505 Unbelievably Stupid Web Pages

Friday Fiction - David & Della
Tin Can Crafts

505 stupid web pages - cover
505 Unbelievably Stupid Web Pages
2nd Ed.
Crowley
2007

Submitter: 2007 doesn’t seem like that long ago to me, but it is internet light years! I find it hilarious that books were published ABOUT websites, forcing you to look through the book, then type in the (often long) address if you wanted to see the site.

I think this book is generally terrible*** and is a terrible book for a college library! I pulled this book off the shelf yesterday.

*** Some of the sites are stupid, but others are just being mocked because the author doesn’t seem to understand their usefulness or that others might be interested. In the commentary about the camel website, the author can’t seem to comprehend different cultures/locations–the shocked tone about camel racing, as if it is so different from horse racing! The women in packaging site is given a stupidity level of 8, but it was a resource for women trying to enter a (presumably male-dominated) field. Why is that stupid?

Holly: These books have such a limited shelf life. This is an odd choice for a college library, for sure! And what does the PeepĀ® bunny on the cover have to do with anything?? PeepsĀ® are awesome, not stupid!

 

Das Keyboard, Cheddar Vision

Wacky Zoo, Allcamels.com

Handcuffs.org, milksucks.com

Sock Muffin the Elf, Women in Packaging

13 comments

  1. At first I couldn’t understand why a humor book would go out of date so quickly. After all, a stupid website from 2007 would still be stupid in 2014.

    Then I saw the page images and realized there are no pictures of the web sites. Never mind the age, what kind of humor book expects you to sit with a book in one hand, and type URLs with the other, to fully get the joke. This was a bad idea in 2007.

    I’ll bet some of those websites were already inactive by the time the book even went to press.

  2. You shut your mouth, Dan Crowley. The Megapenny Project is a genuinely useful website. We’re living in a world where we have to think about numbers like billion and trillion just to vote in an informed manner, and the human brain is completely terrible at scaling up that far. Giant cubes of pennies are a tangible way to hack your brain into internalizing the sheer scope of the numbers involved.

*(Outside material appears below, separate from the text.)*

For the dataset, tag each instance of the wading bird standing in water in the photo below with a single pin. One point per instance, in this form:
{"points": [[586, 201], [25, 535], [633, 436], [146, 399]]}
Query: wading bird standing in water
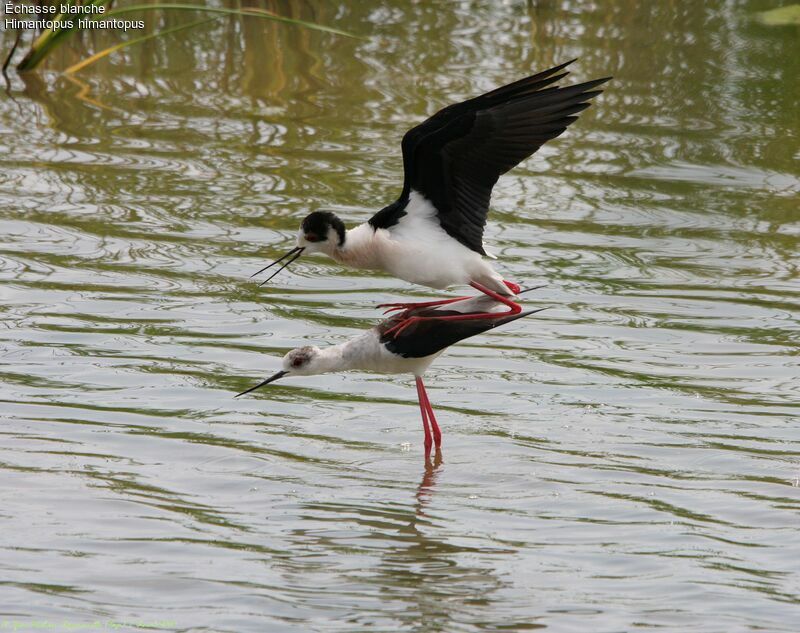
{"points": [[410, 350], [432, 234]]}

    Also, this book is probably even more outdated than it seems, as it appears to share quite a bit of content with the first edition published in 2003. The index at Amazon certainly has a lot of sites I remember wasting time on between 1998 and 2002.

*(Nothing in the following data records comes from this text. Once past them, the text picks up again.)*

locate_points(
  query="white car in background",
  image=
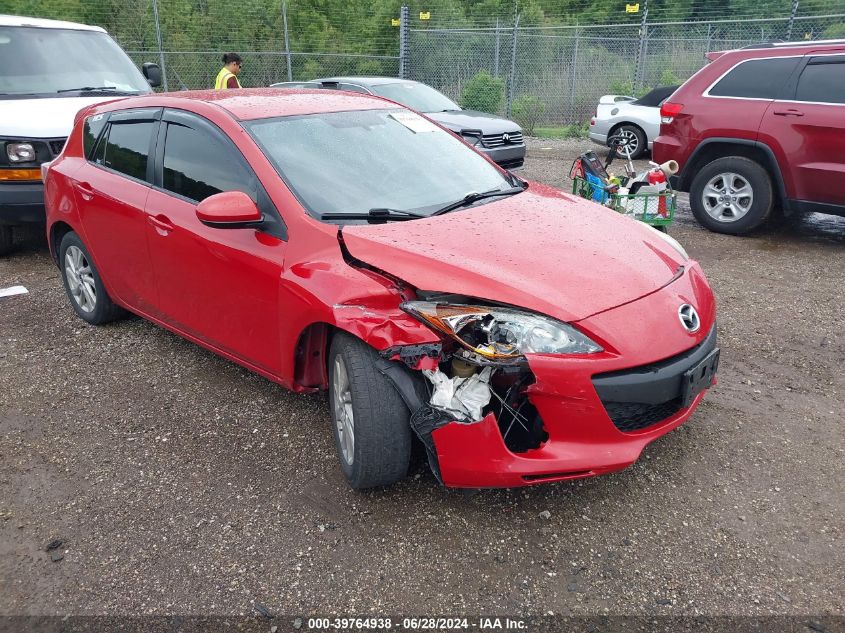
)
(50, 70)
(637, 121)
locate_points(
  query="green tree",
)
(483, 92)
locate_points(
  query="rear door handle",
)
(161, 223)
(788, 112)
(85, 190)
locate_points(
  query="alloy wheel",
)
(343, 415)
(727, 197)
(80, 279)
(631, 145)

  3. I note that the one website has a GeoCities address. GeoCities was shut down by Yahoo some time ago. This seems to be more like a rant by someone who thinks that anything out of the ordinary for him is “stupid”.

  4. Of the sixteen sites on the selected pages, I’d say that no more than six were genuinely stupid (depending on how you judge dumb humour, bad/weird marketing, or bizarre polemic). That’s less than a 50% hit rate. Pretty sad.

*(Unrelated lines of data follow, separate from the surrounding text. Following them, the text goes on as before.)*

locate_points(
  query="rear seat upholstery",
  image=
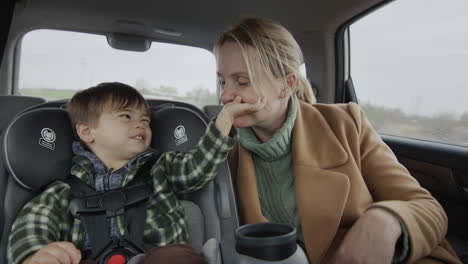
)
(210, 212)
(10, 106)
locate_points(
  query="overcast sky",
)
(410, 54)
(413, 54)
(65, 60)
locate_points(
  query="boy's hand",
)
(55, 253)
(235, 109)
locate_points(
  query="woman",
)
(321, 168)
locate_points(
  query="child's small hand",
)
(55, 253)
(235, 109)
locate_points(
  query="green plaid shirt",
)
(46, 218)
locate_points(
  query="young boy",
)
(112, 121)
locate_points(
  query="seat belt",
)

  5. I would guess the Peep relates to this site, which has been around long enough . . . and is goofy, not stupid. A less interesting possibility is, of course, the author finding it ridiculous that there was an official Peeps homepage. After all, why would a company devote an entire webpage to their most popular product?

    At any rate, a book having fun with the weird, little-known corners of Internet life might be worth writing. But I’ll agree that a book in this format seems pretty useless. There are/were sites that would list weird/useless sites to visit, with a short description and a link you could just click on. That’s a much more natural way to do what the author did.

  6. Das Keyboard is an awesome product and is STILL going strong. Mechanical keyboards forever! Shame on this author!

  7. What a dreadful book! It comes across as being the content of an unbelievably stupid web page itself. The tone is of a petulant, rude teenager mocking the uncool kids. It’s not even wittily done. (And as a feminist who loves history, I do think old washing machines are interesting. They saved women from so much drudgery.)

  8. Gotta agree with the OP about web directory books. There was a time in the mid- to late 90s when web infrastructure was less well developed than it is now and directories had some utility, but nowadays there is just no reason for them to exist. And the lack of pictures is the nail in the coffin.